丁寒趴在方向盤上像頭隱忍了很久的狼一般嚎哭了一會,直起身子擦幹眼淚,沒有轉身就直接對裴傾城說:“太太,最後給您一次選擇,燁夫人和燁先生不是傻子,他們絕對不會相信爺會死在一堆蘋果皮上,所以,您要是跟我去了醫院,爺如果有個三長兩短,恐怕這次你插翅也難逃了。”
“開車。”裴傾城坐直了身體:“去醫院。”
她聲音四平八穩,某些時候,她和燁倦竟然有些相像。
情況越是危急,她越是冷靜。
既然如此,丁寒也不再多說。
他重新發動汽車,往醫院的方向開去。
燁倦的病房門口擠滿了人,燁先生在門口焦躁不安地來回走動,而燁夫人在小聲啜泣,沈迢迢紅著眼圈一直在輕輕撫著燁夫人的後背安慰她。

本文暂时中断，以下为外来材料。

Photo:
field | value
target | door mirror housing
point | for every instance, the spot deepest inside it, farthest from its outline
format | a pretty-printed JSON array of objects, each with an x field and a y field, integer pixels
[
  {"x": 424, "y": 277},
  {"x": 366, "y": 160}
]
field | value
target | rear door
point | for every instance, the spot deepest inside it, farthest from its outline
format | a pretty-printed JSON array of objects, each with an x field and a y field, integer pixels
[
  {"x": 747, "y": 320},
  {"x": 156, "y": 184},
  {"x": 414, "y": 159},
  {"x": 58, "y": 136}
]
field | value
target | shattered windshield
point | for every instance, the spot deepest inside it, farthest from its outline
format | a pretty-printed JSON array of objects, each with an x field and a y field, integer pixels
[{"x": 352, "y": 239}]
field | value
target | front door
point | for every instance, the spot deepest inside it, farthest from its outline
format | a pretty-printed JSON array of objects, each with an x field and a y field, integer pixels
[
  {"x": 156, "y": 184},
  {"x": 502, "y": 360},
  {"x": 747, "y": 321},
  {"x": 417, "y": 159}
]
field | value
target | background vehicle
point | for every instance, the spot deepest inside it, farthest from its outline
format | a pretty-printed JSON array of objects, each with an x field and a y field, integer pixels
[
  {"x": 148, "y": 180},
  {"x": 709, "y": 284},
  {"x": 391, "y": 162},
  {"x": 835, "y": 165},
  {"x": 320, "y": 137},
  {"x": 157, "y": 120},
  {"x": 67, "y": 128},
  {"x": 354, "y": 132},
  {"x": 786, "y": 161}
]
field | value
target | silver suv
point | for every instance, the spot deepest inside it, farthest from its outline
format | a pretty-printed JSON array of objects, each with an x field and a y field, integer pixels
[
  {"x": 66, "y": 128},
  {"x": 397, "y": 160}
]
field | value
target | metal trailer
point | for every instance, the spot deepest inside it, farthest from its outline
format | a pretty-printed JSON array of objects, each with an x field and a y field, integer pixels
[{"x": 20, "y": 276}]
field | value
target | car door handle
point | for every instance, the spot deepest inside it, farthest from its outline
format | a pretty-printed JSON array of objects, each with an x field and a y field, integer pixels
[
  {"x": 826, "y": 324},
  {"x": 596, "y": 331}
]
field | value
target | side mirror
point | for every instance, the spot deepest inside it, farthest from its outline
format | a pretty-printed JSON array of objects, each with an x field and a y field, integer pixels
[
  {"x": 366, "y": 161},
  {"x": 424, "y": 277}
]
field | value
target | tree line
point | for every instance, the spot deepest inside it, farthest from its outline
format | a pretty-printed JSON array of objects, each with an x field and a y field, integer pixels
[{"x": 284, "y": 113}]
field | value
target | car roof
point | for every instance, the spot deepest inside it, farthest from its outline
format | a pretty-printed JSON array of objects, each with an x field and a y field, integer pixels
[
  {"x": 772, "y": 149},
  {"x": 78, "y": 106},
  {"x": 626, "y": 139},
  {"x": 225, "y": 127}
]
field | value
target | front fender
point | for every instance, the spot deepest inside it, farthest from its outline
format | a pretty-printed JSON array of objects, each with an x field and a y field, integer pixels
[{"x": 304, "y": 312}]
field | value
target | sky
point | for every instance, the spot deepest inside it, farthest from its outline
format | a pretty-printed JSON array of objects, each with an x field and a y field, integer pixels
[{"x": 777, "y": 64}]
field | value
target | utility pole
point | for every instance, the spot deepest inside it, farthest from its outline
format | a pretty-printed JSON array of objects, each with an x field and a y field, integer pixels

今天的氣氛明顯要比昨天更加凝重,可見燁倦的情況很不好。
裴傾城一步一步走過去,眾人看到她,尤其是燁先生和燁夫人看到她,更是滿眼的怒意。
裴傾城走到門口,透過玻璃往裏麵看去。
燁倦緊閉雙眼躺在**,身上插滿了儀器。
相比昨天,他今天滿臉通紅,聽丁寒說他傷口發生感染,正在發高燒。
裴傾城的手緊緊地握住牆上的欄杆,房間裏監控器上跳動著各種數字,那些數據表明燁倦很有可能隨時死掉。
她應該開心的不是麽?
她不止一次哭倒在尹晗的墓前的時候,都會咬著牙發誓以後一定會親手殺了燁倦。
可是,現在夢想成真了。
此刻燁倦就躺在離她不足三米的地方,冷漠,戾氣,不可一世的帝王氣息統統消失了。
但是,她不但不開心,心卻像被一隻手緊緊攥著,沒辦法喘息沒辦法呼吸。
忽然,身後傳來了燁夫人的聲音:“裴傾城,跟我來。”
她轉身,燁夫人已經率先往走廊的盡頭走去了。